Tuesday, August 26, 2014

How did I get stuck with this?

When I was 19 years old I was living in a radical commune in Detroit. There were 14 of us living in this decaying mansion. Most of us worked in the car factories. Every week we put twenty dollars in a coffee can. That covered our rent and groceries for the week. Every once in a while it was your turn to make a grocery run. I was unemployed and in no great hurry to find work.

One day one of the women from the house walked in the kitchen and said, "Put on a clean shirt. We're going down to city hall. I'm going to apply for a job as a garbage man If they won't take my application I'll sue the city. You need to get off your ass and find a job".

A couple of month later I was 20 years old driving a city bus in Detroit.

I was a new hire so I worked the worst shifts. Midnights on the weekend, that sort of thing. My bosses were old school maniacs. They told us to take manly action when there was trouble on the bus. "Don't be afraid to use your fists".

I was a 20 year old white boy but I wasn't completely stupid. I've always been a worker and I guess it started back then. I tried to figure out what I'd have to do to keep the job. I couldn't fight everyone who got on the bus but I'd be fired if I didn't follow most of the rules.

One night a girl got on my bus. It was around 2AM and she was wearing a party dress and carrying a little purse. It was too cold out to be without a jacket and I dimly understood that she'd been on a date, fallen out with her date and been kicked out of his car.

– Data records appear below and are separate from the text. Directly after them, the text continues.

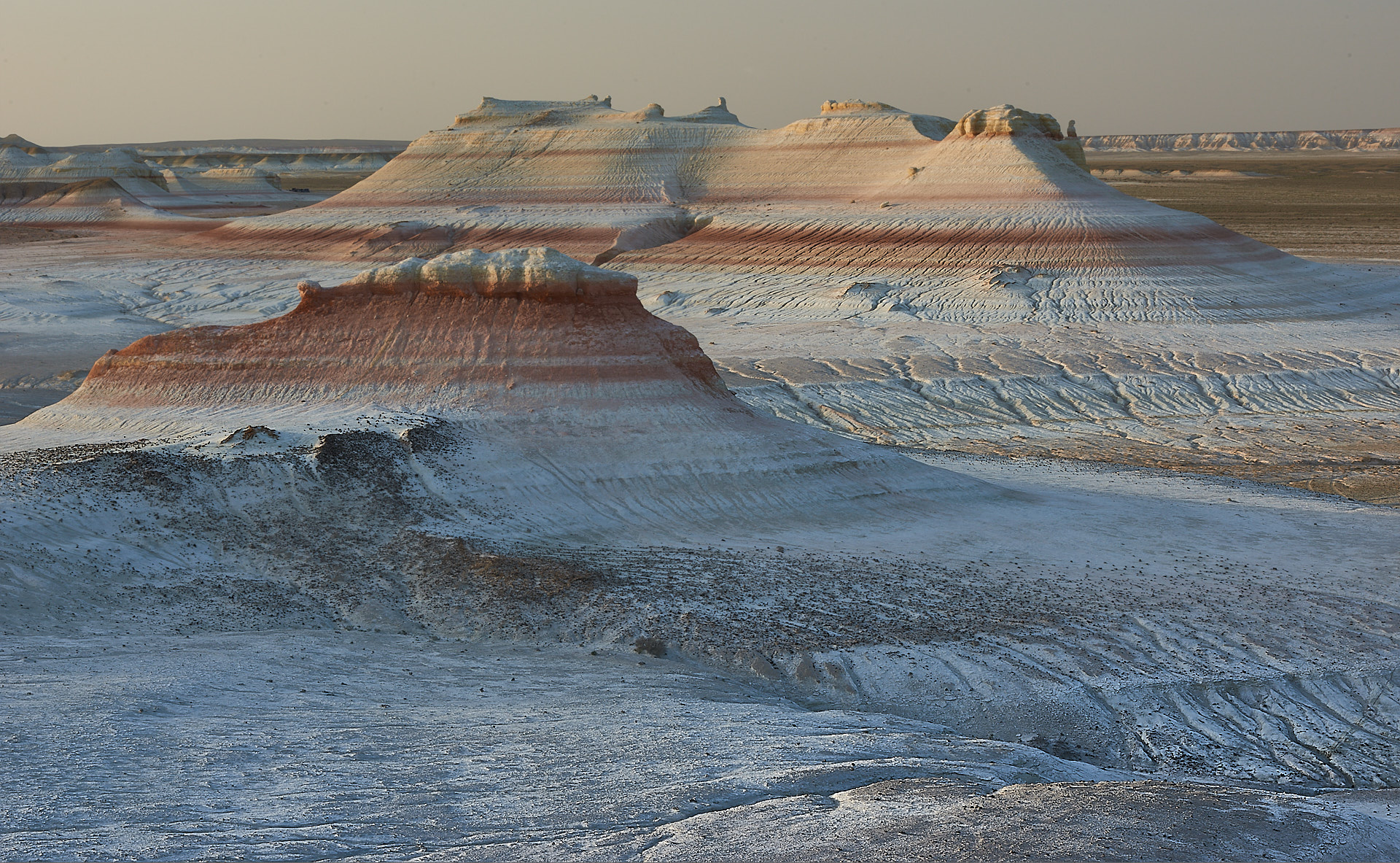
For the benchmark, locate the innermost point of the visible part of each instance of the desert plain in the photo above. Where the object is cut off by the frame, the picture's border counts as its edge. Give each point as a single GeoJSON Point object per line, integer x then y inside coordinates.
{"type": "Point", "coordinates": [590, 482]}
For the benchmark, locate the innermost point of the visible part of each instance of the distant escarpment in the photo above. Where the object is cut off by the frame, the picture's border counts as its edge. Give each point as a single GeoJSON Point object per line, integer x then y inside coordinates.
{"type": "Point", "coordinates": [1281, 142]}
{"type": "Point", "coordinates": [992, 217]}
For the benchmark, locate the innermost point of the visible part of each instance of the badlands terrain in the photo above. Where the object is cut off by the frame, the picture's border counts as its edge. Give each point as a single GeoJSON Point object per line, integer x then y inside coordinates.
{"type": "Point", "coordinates": [598, 484]}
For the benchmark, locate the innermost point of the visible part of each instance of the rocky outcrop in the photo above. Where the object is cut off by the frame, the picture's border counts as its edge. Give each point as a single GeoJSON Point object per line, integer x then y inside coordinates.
{"type": "Point", "coordinates": [1007, 120]}
{"type": "Point", "coordinates": [583, 414]}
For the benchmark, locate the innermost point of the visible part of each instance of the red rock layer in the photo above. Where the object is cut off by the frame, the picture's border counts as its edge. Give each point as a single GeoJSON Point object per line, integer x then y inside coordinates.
{"type": "Point", "coordinates": [529, 328]}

She tried to give me an old transfer that she'd found on the ground. I told her it was no good. She looked around to see if any of the men on the bus would help her. There were quite a few of them and none of them stepped up. She turned around and walked off the bus.

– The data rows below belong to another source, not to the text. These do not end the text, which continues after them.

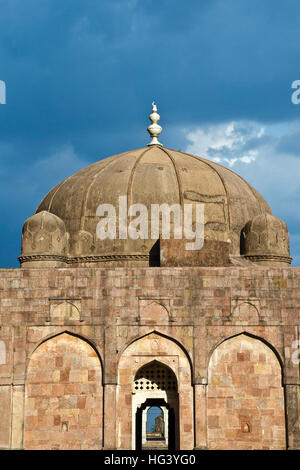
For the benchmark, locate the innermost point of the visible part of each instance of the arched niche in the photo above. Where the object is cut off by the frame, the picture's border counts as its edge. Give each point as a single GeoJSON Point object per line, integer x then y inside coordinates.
{"type": "Point", "coordinates": [245, 399]}
{"type": "Point", "coordinates": [63, 396]}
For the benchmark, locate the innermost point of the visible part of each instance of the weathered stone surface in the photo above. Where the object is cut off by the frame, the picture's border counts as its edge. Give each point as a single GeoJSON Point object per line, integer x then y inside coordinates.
{"type": "Point", "coordinates": [130, 317]}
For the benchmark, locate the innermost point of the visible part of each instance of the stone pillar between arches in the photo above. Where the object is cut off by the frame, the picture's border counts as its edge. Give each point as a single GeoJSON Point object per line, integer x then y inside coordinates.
{"type": "Point", "coordinates": [292, 403]}
{"type": "Point", "coordinates": [200, 391]}
{"type": "Point", "coordinates": [109, 424]}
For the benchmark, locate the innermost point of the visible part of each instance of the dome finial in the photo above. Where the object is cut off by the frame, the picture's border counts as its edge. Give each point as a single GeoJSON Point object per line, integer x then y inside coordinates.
{"type": "Point", "coordinates": [154, 129]}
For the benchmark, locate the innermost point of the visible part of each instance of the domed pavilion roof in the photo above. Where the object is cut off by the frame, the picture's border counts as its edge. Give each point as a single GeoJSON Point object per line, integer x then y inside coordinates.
{"type": "Point", "coordinates": [150, 175]}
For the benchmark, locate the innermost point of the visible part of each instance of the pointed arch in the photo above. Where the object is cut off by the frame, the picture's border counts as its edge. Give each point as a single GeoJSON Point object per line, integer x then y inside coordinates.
{"type": "Point", "coordinates": [162, 335]}
{"type": "Point", "coordinates": [155, 348]}
{"type": "Point", "coordinates": [245, 396]}
{"type": "Point", "coordinates": [63, 395]}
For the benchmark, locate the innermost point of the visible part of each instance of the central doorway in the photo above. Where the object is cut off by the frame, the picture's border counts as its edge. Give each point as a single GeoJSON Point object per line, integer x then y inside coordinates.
{"type": "Point", "coordinates": [155, 408]}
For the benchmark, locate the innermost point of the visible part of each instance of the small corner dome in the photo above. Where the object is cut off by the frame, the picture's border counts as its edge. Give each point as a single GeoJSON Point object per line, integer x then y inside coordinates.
{"type": "Point", "coordinates": [43, 220]}
{"type": "Point", "coordinates": [43, 235]}
{"type": "Point", "coordinates": [265, 240]}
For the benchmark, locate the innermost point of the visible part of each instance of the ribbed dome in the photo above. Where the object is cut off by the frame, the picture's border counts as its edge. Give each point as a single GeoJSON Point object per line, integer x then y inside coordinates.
{"type": "Point", "coordinates": [153, 175]}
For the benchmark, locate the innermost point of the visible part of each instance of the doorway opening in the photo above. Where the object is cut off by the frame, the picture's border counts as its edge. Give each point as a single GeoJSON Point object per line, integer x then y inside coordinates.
{"type": "Point", "coordinates": [155, 408]}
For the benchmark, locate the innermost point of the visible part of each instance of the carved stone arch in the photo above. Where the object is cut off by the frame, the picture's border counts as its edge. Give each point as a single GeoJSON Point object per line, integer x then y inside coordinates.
{"type": "Point", "coordinates": [256, 337]}
{"type": "Point", "coordinates": [67, 332]}
{"type": "Point", "coordinates": [158, 334]}
{"type": "Point", "coordinates": [63, 395]}
{"type": "Point", "coordinates": [245, 396]}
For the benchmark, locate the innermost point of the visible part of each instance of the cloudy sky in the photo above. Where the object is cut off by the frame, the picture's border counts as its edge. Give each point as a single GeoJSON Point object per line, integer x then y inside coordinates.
{"type": "Point", "coordinates": [81, 75]}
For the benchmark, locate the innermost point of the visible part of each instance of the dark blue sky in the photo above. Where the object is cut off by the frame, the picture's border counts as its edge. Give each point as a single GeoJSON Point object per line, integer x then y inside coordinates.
{"type": "Point", "coordinates": [81, 77]}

A mile down the road, I realized, I'd been a COMPLETE SHIT. I'd left a young woman stranded on a dark cold street alone in the middle of the night. I was a fucking rat and it was too late to do anything about it.

I never wanted to do something like that again. I only worked for the Detroit DOT for a year but I kept driving off and on for the next 40 years. I taught myself how to pay attention to people's problems. I stopped worrying what my bosses would do to me. Fuck them. If they didn't want me out there making decisions they shouldn't have put me out there by myself.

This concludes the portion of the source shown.